Religious institutions are a common answer to the former question and perhaps suggest opportunities for the latter. Threats of punishment and promises of reward from an omniscient god (or gods) are prosocial memetic goldmines, and social evolutionary theory explains why these ideologies would persist and expand via external conquest and internal reproduction.

Much of my own explicit and implicit moral education came through years of religious ed. and youth group in a progressive, Catholic-ish church. It was hardly the “God is watching, you better be good” that prior generations may have received in Catholic school, but rather a much more humanist emphasis on service of others, situated occasionally in the context of lessons from the Bible. I am incredibly grateful to have been a part of this community growing up and in fact think it was an impressively refreshing example of an organization that helped students with the alignment problem I wrote about recently.

When I occasionally attend masses these days, I find it hard to relate to the more — to put it frankly — “Jesus-y” moments, but I am always struck by what an incredible mechanism for constantly refreshing one’s commitment to morality the ceremony is. Seeing children in the crowd reminds me of how many of the moral beliefs I take for granted today were formed in the context of organized religion. With participation - especially of youth - in religious institutions in decline, we need reimagined if not entirely new institutions to serve this role in society.

When I lost any regular association with organized religion in college (for more on that check out “Too Smart to be Religious?” Discreet Seeking Amidst Religious Stigma at an Elite College by my brilliant twin sister!), I began to search for a place to ground the spirituality and morality that I wanted to maintain. Sam Harris’s Waking Up, Joanna Macy’s ecospirituality, Hesse’s Siddhartha, Jamie Wheel’s “recaptured rapture”, Thich Nhat Hanh’s True Love, Singer’s utilitarianism and many others periodically caught my attention and provided new frameworks and ideas to integrate into my ethical identity. This was, however, a piecemeal approach of self-study and lacked the community, ritual practice, and institutional backing that religions provide.

I eventually found in the effective altruism (EA) movement a more cohesive and actionable set of beliefs as well as a community in which to engage with them. Much of the canon of EA (to the extent that it exists) challenged my prior conceptions of what it meant to live a good life: distrust of sentimental empathy, primacy of utilitarianism, an impartiality to suffering across distance (or time), and a focus on philanthropy and careers. I do not agree with all of these principles and frameworks universally and next week will dive deeper into my experiences with and perceptions of EA, but I wonder how accepting the best of those ideas would change the aims of moral education we pursue with children.

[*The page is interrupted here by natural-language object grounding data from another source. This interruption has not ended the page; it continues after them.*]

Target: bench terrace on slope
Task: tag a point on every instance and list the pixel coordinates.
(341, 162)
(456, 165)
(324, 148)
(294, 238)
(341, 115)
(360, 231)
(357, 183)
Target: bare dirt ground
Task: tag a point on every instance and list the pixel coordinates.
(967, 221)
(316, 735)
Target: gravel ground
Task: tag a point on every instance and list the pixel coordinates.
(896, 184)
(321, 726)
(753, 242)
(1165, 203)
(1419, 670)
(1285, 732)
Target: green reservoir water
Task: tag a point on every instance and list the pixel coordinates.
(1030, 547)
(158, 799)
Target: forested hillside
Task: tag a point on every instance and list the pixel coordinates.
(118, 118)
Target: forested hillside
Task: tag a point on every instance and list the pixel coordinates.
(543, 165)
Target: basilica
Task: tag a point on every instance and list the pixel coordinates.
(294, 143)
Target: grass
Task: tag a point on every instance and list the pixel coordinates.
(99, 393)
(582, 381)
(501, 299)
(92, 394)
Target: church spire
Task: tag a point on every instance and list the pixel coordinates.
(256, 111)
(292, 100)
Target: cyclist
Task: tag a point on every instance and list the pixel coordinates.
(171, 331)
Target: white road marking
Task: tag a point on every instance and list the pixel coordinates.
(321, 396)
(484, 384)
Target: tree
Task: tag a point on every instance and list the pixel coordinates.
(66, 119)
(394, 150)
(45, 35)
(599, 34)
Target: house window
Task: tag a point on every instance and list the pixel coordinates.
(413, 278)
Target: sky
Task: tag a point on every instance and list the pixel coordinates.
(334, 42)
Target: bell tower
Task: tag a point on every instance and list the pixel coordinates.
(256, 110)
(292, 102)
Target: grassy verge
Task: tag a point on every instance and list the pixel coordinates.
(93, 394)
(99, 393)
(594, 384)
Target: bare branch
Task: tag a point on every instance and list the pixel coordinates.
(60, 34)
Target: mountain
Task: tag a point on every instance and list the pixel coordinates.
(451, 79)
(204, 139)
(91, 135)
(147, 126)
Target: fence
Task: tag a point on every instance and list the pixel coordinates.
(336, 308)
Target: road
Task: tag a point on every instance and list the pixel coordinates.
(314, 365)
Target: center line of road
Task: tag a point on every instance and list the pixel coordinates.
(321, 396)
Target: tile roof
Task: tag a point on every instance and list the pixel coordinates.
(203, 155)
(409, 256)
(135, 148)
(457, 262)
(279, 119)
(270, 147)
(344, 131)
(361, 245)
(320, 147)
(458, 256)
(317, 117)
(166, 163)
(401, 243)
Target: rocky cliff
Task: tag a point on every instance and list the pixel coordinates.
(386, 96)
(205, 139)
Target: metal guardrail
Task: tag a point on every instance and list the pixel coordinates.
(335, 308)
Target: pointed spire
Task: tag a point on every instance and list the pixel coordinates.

One belief I have taken from the EA world is that our moral and societal imaginations are regularly constrained by the force of the status quo bias. We work forward personally and collectively, if we are lucky, iteratively and slowly from what we already know and are reluctant to accept the potential for dramatic phase change. How can we dream ambitiously about what the technologies and social orders of the future could enable in terms of a radical new system of moral education? Can we do this while still preserving the best of the ancient connections, communities, and rituals that have sustained humanity thus far?

I feel among my generation and the generation of students I work with a swelling wave of demand for meaning and purpose. All the talk about the rise of nihilism, depression, anxiety, and hopelessness are a sign that there is a disconnect between what we do — what we are — and what we know that we could be. What can we build to bridge this gap? What might all this energy create?